In step S70, the resulting sulfur-containing gas can be additionally processed to separate the sulfur gas from the other combustion gases. For example, the resulting exhaust gases may additionally enter a waste heat recovery boiler where the gas is cooled to temperatures of about 110-150 ° C.

FIG. 2 is a schematic drawing of another exemplary embodiment of a method for recovering sulfur from a sulfur waste. In addition to steps S10-S70 of the method as illustrated in Figure 1, the method of Figure 2 includes an additional step S36 of supplying a third sulfur waste stream 110 into the burner zone 105 and the oxidizing step S40 additionally includes oxidizing the third sulfur waste stream at the first temperature range T1 in the burner zone 105 such that the first amount of SO2 of the product gas P is formed from oxidizing the first sulfur waste stream and oxidizing the third sulfur waste stream in the burner zone.

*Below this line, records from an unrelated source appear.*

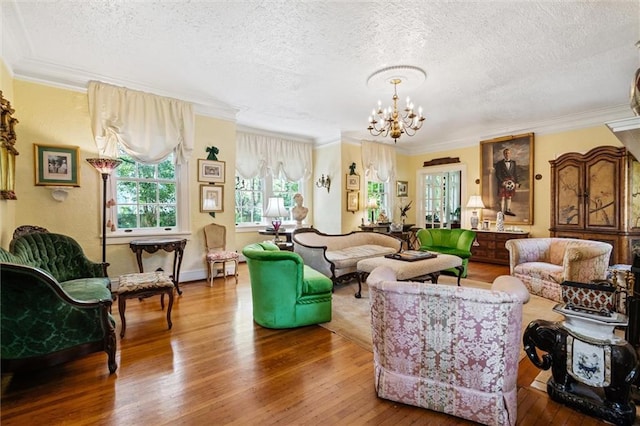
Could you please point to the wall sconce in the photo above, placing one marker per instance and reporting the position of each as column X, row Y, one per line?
column 324, row 182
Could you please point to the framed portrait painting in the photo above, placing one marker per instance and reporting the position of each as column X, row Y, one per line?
column 506, row 183
column 211, row 198
column 211, row 171
column 353, row 201
column 56, row 165
column 402, row 188
column 353, row 182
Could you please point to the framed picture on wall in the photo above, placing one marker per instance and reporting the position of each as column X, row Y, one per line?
column 57, row 165
column 211, row 198
column 402, row 188
column 353, row 201
column 506, row 182
column 211, row 171
column 353, row 182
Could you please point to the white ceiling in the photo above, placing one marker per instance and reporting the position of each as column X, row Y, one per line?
column 300, row 68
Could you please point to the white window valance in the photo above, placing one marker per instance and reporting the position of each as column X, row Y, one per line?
column 379, row 161
column 148, row 127
column 262, row 155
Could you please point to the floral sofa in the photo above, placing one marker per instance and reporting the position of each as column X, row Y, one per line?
column 543, row 264
column 337, row 255
column 54, row 304
column 445, row 348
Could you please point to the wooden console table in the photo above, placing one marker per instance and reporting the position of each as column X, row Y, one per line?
column 175, row 245
column 489, row 246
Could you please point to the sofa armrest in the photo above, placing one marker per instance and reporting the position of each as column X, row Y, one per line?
column 315, row 257
column 586, row 263
column 525, row 250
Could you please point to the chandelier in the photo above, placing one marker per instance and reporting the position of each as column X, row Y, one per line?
column 390, row 121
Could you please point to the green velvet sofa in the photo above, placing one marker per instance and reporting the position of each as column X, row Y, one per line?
column 448, row 241
column 286, row 293
column 55, row 304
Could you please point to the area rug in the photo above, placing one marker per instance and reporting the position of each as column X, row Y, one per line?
column 351, row 316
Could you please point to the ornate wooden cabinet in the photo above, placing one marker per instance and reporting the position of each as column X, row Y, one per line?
column 489, row 246
column 596, row 196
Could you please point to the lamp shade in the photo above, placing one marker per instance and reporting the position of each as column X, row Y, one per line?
column 475, row 202
column 275, row 208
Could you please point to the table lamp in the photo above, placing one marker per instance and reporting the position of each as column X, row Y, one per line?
column 276, row 210
column 104, row 166
column 475, row 202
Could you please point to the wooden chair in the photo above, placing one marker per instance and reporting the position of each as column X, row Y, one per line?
column 216, row 240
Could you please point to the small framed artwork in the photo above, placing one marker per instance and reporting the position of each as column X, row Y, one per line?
column 57, row 165
column 211, row 198
column 402, row 188
column 353, row 201
column 211, row 171
column 506, row 185
column 353, row 182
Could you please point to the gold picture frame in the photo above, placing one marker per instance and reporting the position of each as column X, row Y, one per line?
column 57, row 165
column 211, row 198
column 211, row 171
column 402, row 188
column 519, row 188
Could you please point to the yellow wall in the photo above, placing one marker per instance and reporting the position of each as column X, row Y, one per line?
column 7, row 207
column 327, row 205
column 54, row 116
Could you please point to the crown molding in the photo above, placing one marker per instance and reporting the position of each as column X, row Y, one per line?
column 77, row 80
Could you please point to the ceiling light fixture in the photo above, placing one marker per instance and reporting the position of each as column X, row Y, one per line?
column 390, row 121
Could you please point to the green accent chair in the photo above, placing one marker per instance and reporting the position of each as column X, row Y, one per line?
column 286, row 293
column 448, row 241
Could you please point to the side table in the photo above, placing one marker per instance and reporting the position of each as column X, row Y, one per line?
column 176, row 245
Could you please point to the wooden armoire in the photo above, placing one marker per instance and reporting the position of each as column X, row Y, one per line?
column 596, row 196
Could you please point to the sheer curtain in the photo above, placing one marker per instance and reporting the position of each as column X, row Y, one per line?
column 148, row 127
column 379, row 162
column 261, row 155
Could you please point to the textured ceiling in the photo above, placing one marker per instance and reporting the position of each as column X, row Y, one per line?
column 301, row 68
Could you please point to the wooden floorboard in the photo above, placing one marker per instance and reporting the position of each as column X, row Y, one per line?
column 216, row 366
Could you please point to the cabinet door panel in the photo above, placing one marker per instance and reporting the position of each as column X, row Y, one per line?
column 602, row 179
column 570, row 190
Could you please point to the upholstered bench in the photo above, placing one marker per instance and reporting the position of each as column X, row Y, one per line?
column 144, row 285
column 418, row 270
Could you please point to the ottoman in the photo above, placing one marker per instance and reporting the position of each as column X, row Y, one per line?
column 142, row 285
column 418, row 270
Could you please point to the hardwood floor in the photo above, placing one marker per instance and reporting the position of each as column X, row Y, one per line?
column 217, row 367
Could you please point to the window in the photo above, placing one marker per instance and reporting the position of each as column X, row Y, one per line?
column 252, row 196
column 148, row 197
column 439, row 197
column 378, row 191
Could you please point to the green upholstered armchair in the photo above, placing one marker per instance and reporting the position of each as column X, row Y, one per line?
column 448, row 241
column 286, row 293
column 42, row 324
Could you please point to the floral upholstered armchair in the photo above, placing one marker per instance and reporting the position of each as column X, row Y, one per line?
column 446, row 348
column 543, row 264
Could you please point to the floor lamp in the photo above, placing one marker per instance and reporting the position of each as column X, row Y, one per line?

In this embodiment, the first sulfur waste stream 110 comprises a nitrogen source 150 which comprises nitrogen-bound compositions, such as ammonia, urea and nitrogen gas. The first sulfur waste stream 110 may contain a concentration of sulfur-bound compositions of less than 50% by volume, preferably less than 30% by volume, more preferably less than 10% by volume. The second sulfur waste stream 210 and / or the third sulfur waste stream 160 can be an acid gas containing hydrogen sulfide or an acid gas containing a concentration of sulfur-bound compositions of more than 50% by volume, preferably at least 70% by volume.

The stoichiometric ratio R in the burner zone 105 should be between 0.90 and 1.20 such that a product gas P comprising SO2 and NOx is formed, preferably between 0.95 and 1.15, more preferably between 1.00 and 1.10.

In addition to controlling the amount of waste in the first sulfur waste stream 110, the amount of waste in the third sulfur waste stream 160 can also be controlled to control the stoichiometric ratio R in the burner zone 105.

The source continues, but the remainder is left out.